Die Wurf-Uhr rauschte bedrohlich nahe dem Nullpunkt entgegen, ehe der Ball bei Dennis Schröder landete, nur Meter von der Mittellinie des Basketball-Feldes entfernt. Bei etwas mehr als einer Minute Restzeit übernahm der deutsche Kapitän die Verantwortung, entließ den Ball in hohem Bogen über fast das halbe Feld hinweg Richtung Korb.
Und die Kugel machte, was Schröder von ihr wollte: Sie flog durch die Reuse. Was war das denn für ein wilder Wurf! Drei Punkte für Deutschland, 72:57-Führung im Viertelfinale gegen Griechenland knapp zwei Minuten vor dem Ende. Die Menschen sprangen von ihren Sitzen auf, oft sieht man einen so furiosen Drei-Punkte-Wurf nicht, der prägt sich auch beim Gegner ein.

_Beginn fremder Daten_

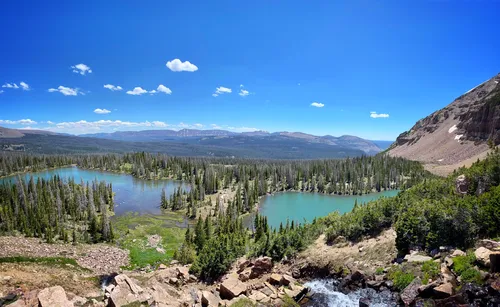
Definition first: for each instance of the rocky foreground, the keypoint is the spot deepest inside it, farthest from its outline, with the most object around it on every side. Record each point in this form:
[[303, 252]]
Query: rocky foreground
[[261, 282]]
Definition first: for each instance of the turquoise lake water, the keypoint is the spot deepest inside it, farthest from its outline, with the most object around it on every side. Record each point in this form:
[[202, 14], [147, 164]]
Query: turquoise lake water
[[143, 196], [297, 206], [131, 194]]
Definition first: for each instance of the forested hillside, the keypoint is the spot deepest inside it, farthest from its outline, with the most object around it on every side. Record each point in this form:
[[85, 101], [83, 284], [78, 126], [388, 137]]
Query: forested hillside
[[57, 209]]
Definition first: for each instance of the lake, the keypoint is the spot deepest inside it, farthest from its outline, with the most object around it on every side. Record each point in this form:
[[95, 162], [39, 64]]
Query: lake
[[143, 196], [131, 194], [297, 206]]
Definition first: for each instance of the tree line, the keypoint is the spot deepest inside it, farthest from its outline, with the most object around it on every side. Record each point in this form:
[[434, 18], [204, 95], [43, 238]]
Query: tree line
[[57, 209]]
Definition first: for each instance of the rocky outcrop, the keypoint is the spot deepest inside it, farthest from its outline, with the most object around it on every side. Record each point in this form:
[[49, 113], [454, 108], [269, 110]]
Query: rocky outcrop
[[456, 133], [53, 297], [126, 291], [261, 265], [411, 291], [462, 185], [209, 299], [232, 288], [483, 256]]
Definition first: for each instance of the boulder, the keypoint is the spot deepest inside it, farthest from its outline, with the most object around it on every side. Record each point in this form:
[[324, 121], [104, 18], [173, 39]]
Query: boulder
[[53, 297], [275, 279], [447, 275], [232, 288], [444, 290], [243, 265], [490, 244], [457, 253], [209, 299], [483, 256], [339, 240], [411, 291], [461, 184], [257, 296], [262, 265], [244, 276], [183, 272], [364, 302], [495, 262], [417, 258], [126, 292], [287, 280]]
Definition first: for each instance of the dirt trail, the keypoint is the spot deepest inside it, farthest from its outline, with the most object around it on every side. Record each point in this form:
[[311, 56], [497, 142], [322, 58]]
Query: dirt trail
[[366, 255], [99, 258]]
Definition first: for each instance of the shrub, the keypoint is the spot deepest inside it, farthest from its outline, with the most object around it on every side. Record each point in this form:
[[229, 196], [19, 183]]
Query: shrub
[[400, 278], [471, 275], [431, 270], [463, 263]]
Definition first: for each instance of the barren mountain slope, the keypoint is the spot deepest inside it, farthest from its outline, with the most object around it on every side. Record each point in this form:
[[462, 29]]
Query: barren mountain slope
[[457, 134]]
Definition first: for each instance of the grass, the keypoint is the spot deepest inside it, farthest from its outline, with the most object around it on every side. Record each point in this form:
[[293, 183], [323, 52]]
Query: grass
[[133, 229], [51, 261], [464, 267], [431, 271], [400, 278]]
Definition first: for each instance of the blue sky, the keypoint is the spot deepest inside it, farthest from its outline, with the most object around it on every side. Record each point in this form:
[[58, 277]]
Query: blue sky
[[400, 59]]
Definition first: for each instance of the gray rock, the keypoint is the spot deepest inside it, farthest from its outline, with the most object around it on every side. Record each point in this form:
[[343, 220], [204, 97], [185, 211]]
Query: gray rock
[[411, 291], [462, 185], [232, 288], [209, 299], [417, 258], [53, 297]]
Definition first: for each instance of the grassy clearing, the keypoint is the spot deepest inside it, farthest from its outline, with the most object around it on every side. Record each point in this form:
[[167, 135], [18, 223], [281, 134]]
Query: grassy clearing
[[50, 261], [132, 232]]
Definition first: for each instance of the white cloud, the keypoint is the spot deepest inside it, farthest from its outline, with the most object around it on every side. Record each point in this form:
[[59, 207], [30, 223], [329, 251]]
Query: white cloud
[[101, 111], [178, 65], [221, 90], [137, 91], [112, 87], [242, 129], [18, 122], [317, 104], [24, 86], [164, 89], [159, 124], [81, 69], [66, 91], [10, 85], [374, 114]]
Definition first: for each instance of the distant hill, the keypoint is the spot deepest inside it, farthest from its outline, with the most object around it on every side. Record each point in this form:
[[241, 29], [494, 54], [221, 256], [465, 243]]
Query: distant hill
[[456, 135], [227, 138], [383, 144], [191, 142]]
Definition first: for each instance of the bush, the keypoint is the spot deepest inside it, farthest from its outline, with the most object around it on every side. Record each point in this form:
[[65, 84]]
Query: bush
[[463, 263], [400, 278], [431, 270], [471, 275]]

Es war die Entscheidung am Dienstagmittag (06.08.2024) in der Halle von Paris-Bercy, in der tags zuvor noch die Turner um Medaillen kämpften.
Das wusste auch der Edelfan an der Seitenlinie. Deutschlands größter Basketballspieler Dirk Nowitzki, wohl einer der Gründe, warum sich diese Spieler der deutschen Nationalmannschaft alle fürs Basketballspielen entschieden haben, hob seine Arme in die Luft und spreizte jeweils drei Finger ab, er grinste. Die "Dreier"-Geste eine Ehrerbietung für seinen Nachfolger als DBB-Kapitän, Teamleader - und übrigens auch Olympia-Fahnenträger.
Nowitzki schaut deutsche Basketball-Historie
Schon am Montagabend war Nowitzki zu Gast beim Gold-Coup der deutschen 3x3-Frauen an der Place de la Concorde, der ersten deutschen Basketball-Medaille bei Olympia überhaupt. Der gebürtige Würzburger Nowitzki scheint zum Glücksbringer des deutschen Teams zu werden. Durch den 76:63 (36:36)-Viertelfinalsieg greifen nun auch die Basketball-Männer in den Medaillenkampf ein, erstmals haben sie das Halbfinale eines olympischen Turniers erreicht.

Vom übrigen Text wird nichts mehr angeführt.